Plt. Kabid Sarpras Bakorwil IV Pamekasan, Andrian Luthfi, S.T. dalam sambutannya menyampaikan pentingnya peran kelembagaan petani dalam pengelolaan sumber daya air untuk mendukung sistem pertanian berkelanjutan.
“HIPPA dan GHIPPA merupakan pilar penting dalam pengelolaan air berbasis kearifan lokal. Namun, kenyataannya di lapangan masih banyak yang belum berjalan optimal karena lemahnya koordinasi dan kurangnya pendampingan dari OPD teknis,” tegas Adrian.
Ia menambahkan bahwa rakor ini menjadi forum lintas sektor yang tidak hanya membahas penguatan organisasi, tetapi juga mempererat sinergi dalam upaya besar menciptakan sistem irigasi yang mendukung swasembada pangan berkelanjutan di Madura.
Narasumber dari Kepala Seksi Operasi Jaringan Irigasi Bidang Irigasi Dinas PU SDA Provinsi Jawa Timur Annas Wibowo menjelaskan kondisi eksisting infrastruktur irigasi di Madura yang masih menghadapi tantangan serius.
“Lahan pertanian di Madura memang luas, tapi sebagian besar merupakan lahan non-teknis dengan akses air yang terbatas. Alih fungsi lahan, keterbatasan SDM, dan kerusakan jaringan irigasi menjadi hambatan utama distribusi air yang merata,” jelasnya.
Ia juga menekankan pentingnya keterlibatan kelembagaan petani dalam operasi dan pemeliharaan jaringan irigasi.
“Tanpa partisipasi aktif HIPPA dan GHIPPA, upaya rehabilitasi dan pemeliharaan tidak akan berjalan efektif,” ujarnya.
Sementara itu, Kabid PSP Dinas Pertanian dan Ketahanan Pangan Provinsi Jawa Timur Suyanto, SP. MSi. menyampaikan bahwa perubahan iklim dan lemahnya infrastruktur menjadi tantangan utama sektor pertanian di Madura.
“Musim tanam kini tidak lagi dapat diprediksi. Curah hujan tidak menentu, dan banyak petani hanya bisa menanam satu kali dalam setahun karena minimnya irigasi,” ungkapnya.
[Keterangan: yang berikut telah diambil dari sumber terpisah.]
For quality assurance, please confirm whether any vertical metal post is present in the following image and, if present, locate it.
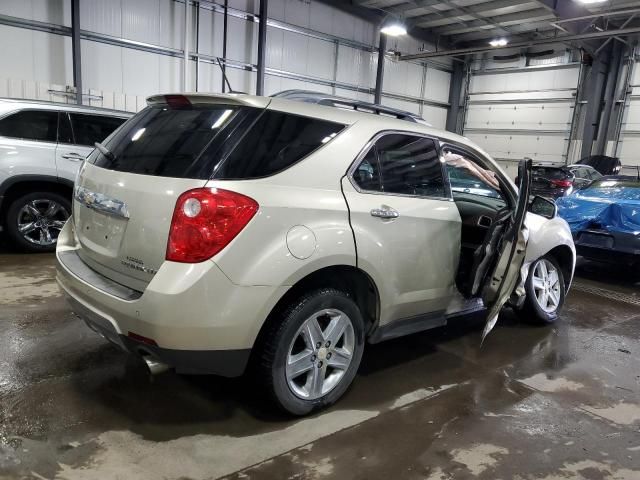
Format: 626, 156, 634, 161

Ia menambahkan bahwa keterbatasan akses terhadap air irigasi juga berdampak pada tingginya biaya produksi akibat ketergantungan pada pupuk subsidi dan input lain.
“Kunci peningkatan indeks pertanaman adalah terpenuhinya kebutuhan air. Maka dari itu, optimalisasi irigasi dan rehabilitasi jaringan menjadi prioritas mutlak,” katanya.
Pemerintah sendiri telah menunjukkan komitmen serius melalui berbagai program bantuan irigasi sejak 2021 hingga rencana 2025 dengan menyasar seluruh kabupaten di Madura yang terfokus pada wilayah-wilayah pertanian rawan kekeringan.
"Dengan penguatan kelembagaan petani, dukungan infrastruktur, serta koordinasi lintas sektor yang semakin erat, diharapkan Madura dapat menjadi wilayah pertanian yang tangguh, berdaulat pangan, dan berkelanjutan," pungkasnya.